Public Health Advocacy Dataset: A Dataset of Tobacco Usage Videos from Social Media
This work addresses the need for multi-modal data in public health research to inform regulatory policies and strategies, though it is incremental as it applies existing methods to new data.
The researchers tackled the problem of analyzing tobacco-related content on social media by creating the Public Health Advocacy Dataset (PHAD), which includes 5,730 videos and 4.3 million frames, and they used a two-stage classification approach to achieve superior performance in categorizing tobacco products and usage scenarios.
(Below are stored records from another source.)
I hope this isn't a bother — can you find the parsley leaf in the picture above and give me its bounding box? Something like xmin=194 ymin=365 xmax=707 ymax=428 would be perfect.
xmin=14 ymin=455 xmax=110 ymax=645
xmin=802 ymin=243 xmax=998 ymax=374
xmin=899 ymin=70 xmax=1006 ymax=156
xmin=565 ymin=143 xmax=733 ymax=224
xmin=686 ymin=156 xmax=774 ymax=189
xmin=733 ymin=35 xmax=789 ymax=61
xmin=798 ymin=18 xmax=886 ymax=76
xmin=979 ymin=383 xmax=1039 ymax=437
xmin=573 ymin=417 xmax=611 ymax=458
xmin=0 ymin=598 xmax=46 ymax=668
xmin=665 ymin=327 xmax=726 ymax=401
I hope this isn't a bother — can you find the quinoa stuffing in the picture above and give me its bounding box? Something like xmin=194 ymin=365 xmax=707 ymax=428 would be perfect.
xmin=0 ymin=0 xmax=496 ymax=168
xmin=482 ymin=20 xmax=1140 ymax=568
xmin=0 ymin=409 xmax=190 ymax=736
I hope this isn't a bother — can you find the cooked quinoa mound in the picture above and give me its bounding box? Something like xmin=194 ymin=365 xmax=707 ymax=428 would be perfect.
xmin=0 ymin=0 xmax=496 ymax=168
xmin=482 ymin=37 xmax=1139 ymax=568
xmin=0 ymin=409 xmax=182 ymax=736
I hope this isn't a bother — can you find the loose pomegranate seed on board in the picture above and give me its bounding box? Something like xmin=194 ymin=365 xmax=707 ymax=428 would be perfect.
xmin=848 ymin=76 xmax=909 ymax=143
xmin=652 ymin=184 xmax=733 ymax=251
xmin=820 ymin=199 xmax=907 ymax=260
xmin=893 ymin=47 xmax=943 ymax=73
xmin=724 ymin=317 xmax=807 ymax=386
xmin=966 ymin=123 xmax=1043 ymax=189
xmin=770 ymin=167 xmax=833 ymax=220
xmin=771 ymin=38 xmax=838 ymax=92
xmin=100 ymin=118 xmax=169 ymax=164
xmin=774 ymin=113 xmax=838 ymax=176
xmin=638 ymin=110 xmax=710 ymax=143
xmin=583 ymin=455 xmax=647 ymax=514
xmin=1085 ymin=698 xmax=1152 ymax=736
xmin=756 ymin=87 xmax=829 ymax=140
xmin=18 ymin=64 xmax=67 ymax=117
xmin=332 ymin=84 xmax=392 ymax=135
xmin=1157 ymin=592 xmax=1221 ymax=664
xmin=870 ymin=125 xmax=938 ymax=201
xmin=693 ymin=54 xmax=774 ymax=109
The Public Health Advocacy Dataset (PHAD) is a comprehensive collection of 5,730 videos related to tobacco products sourced from social media platforms like TikTok and YouTube. This dataset encompasses 4.3 million frames and includes detailed metadata such as user engagement metrics, video descriptions, and search keywords. This is the first dataset with these features providing a valuable resource for analyzing tobacco-related content and its impact. Our research employs a two-stage classification approach, incorporating a Vision-Language (VL) Encoder, demonstrating superior performance in accurately categorizing various types of tobacco products and usage scenarios. The analysis reveals significant user engagement trends, particularly with vaping and e-cigarette content, highlighting areas for targeted public health interventions. The PHAD addresses the need for multi-modal data in public health research, offering insights that can inform regulatory policies and public health strategies. This dataset is a crucial step towards understanding and mitigating the impact of tobacco usage, ensuring that public health efforts are more inclusive and effective.